Tubes are an incredibly weight efficient way of building a rod, but what the bike wants to locate in space is too complex for that model. The diamond frame is completely awesome for what it is, but there is also a degree to which it is like a skin kayak compared to a fully molded one. Anyway, I don't mean in the least to disuade you from building with tubes, just saying you have to deal with all the issues differently if you are going that route. If your frame is tubular rather than like a jelly bean etc... it will need different approach which will ultimately have some effect on your cloth selection.

By the way, check out bamboo making threads, blogs those often involve joining bamboo tubes with epoxy and carbon. And:

http://www.calfeedesign.com/

There are a lot of cheap carbon tube makers out there so it might make sense to start with that. For that mater WEST did an article on tube making recently, though I seem to recall they were mostly braided. Check out their Epoxyworks. There are some interesting tube videos on YT.
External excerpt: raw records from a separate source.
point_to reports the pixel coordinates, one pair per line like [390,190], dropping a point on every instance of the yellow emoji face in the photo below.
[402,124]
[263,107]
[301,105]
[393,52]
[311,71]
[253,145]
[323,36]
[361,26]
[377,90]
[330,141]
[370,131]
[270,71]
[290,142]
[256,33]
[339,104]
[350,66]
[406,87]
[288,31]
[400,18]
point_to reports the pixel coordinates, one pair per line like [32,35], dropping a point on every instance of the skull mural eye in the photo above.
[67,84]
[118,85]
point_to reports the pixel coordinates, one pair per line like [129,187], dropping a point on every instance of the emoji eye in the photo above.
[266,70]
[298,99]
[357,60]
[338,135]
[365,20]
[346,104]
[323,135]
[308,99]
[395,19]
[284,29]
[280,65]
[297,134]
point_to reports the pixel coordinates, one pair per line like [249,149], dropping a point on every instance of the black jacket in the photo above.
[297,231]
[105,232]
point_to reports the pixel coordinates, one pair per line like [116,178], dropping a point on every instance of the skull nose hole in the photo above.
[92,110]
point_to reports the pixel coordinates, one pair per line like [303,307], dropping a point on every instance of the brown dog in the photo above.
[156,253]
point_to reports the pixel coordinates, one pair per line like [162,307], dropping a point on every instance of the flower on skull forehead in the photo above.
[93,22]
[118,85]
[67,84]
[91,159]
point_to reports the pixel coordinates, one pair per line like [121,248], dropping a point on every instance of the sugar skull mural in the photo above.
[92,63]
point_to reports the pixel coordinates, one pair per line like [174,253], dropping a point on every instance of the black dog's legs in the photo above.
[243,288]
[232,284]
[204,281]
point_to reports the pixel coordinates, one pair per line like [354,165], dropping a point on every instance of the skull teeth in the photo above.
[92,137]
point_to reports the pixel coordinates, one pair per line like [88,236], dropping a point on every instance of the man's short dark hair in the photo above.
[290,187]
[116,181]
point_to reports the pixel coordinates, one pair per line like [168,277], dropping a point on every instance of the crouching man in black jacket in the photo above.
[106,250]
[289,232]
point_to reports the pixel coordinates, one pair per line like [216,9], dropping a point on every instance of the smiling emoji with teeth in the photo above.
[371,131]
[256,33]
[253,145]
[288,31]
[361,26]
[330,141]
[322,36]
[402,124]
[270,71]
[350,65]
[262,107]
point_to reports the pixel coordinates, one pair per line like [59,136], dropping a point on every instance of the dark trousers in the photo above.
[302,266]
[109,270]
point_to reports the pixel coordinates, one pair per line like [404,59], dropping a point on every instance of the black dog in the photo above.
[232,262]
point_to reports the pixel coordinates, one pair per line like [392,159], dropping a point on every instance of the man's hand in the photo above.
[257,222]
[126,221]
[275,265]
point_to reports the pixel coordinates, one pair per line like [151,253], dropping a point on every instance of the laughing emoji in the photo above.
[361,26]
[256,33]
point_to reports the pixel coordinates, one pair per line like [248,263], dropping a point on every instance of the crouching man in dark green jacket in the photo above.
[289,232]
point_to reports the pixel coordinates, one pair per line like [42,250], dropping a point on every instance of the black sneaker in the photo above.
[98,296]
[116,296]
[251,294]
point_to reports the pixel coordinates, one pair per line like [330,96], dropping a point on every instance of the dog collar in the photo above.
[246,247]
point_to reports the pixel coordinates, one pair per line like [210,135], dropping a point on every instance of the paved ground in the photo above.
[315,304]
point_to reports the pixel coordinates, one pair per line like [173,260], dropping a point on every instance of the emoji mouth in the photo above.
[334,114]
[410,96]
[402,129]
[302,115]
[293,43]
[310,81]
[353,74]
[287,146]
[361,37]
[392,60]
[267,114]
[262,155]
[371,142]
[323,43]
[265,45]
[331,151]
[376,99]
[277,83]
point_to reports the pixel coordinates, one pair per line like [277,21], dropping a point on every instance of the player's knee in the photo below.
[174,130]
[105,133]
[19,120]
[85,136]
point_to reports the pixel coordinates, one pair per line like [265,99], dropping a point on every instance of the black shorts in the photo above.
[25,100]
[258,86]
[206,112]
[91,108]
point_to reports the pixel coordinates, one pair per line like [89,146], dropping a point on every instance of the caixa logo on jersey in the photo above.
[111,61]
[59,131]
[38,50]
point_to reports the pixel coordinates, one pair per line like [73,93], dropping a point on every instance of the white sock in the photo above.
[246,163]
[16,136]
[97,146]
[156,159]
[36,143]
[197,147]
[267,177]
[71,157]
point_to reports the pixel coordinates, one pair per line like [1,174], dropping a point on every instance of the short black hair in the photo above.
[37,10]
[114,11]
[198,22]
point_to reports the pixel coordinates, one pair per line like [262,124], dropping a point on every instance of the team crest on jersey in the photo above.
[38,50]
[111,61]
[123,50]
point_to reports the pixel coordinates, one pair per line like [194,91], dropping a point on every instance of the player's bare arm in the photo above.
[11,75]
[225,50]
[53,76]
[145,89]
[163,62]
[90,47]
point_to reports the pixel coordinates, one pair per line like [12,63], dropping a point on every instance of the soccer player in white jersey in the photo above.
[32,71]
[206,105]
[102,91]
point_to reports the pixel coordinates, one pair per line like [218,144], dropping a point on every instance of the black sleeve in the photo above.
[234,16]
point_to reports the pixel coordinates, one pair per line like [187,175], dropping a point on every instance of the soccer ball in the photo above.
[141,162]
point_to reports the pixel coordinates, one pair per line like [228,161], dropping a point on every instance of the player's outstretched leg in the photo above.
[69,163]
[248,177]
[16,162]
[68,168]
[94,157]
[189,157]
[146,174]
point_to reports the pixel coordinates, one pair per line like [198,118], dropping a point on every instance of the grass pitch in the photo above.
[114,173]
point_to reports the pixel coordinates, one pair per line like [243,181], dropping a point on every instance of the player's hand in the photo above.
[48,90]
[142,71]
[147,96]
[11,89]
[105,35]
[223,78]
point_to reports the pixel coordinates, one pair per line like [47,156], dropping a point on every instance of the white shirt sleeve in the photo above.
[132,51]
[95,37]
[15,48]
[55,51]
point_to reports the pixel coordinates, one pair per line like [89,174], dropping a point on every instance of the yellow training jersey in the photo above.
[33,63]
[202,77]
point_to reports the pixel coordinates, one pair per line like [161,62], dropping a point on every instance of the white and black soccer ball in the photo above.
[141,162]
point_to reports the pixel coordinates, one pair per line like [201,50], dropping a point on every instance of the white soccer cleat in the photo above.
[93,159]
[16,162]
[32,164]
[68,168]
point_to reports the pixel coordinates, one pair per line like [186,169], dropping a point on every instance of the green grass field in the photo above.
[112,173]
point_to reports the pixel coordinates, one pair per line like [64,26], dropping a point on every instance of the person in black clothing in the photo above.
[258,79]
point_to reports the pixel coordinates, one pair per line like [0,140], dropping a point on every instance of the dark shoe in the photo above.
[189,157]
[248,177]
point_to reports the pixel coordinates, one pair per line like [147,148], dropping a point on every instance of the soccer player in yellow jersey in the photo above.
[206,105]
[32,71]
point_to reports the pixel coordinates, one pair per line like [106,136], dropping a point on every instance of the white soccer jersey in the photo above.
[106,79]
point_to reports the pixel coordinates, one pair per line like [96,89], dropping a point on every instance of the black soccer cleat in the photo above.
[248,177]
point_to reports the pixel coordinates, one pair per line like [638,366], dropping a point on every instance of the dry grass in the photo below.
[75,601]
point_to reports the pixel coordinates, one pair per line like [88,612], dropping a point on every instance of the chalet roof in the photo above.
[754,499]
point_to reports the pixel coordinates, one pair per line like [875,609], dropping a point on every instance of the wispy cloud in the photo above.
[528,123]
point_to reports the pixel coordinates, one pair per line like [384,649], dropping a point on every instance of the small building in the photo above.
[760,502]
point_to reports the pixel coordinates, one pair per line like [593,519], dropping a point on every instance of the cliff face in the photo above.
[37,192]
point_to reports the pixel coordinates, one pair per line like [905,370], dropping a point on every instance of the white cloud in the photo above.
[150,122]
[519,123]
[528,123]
I don't find working with carbon all that different than working with glass. The stuff floats up a little, and it is opaque so you have to work carefully since you can see trapped air as easily, etc..., Carbon nudges people, at least in boat projects, to go all nutty high tech, so they start out building a ply dory and before you know it they are buying resin infusion planing software.

Structurally carbon is a big difference. It isn't forgiving. Very many carbon products have started out with models that broke, and that took a fair while to stabilize into something that was durable. I have seen the wars on fishing rods, arrows, now bike forks, etc... In the end these products often end up being the most durable in their segment for a variety of technical and marketing reasons, or not. Carbon lures people into making very light structures or into creating unexpected stress risers. Be careful with sanding, or any uneven surfaces that cause spikes in localized structural features. When making composites always remember what will stretch more than what, when you can share loads and when you can't. So imagine you have an elastic and you decide to strengthen it with a strong thread. The thread will not give so it will load first, and fail, then it is all up to the elastic. That is how carbon often behaves when bonded to something else. People figure they will share loads but the fail in sequence. Makes it sound complex, but there are a lot of people doing home projects with the stuff. I'm just rattling off the various things that have led to parts that went "bang" for me.

By the way. Ajax cleanser was apparently originally designed to clean aluminum surfaces for bonding aircraft parts. It does a good job cleaning.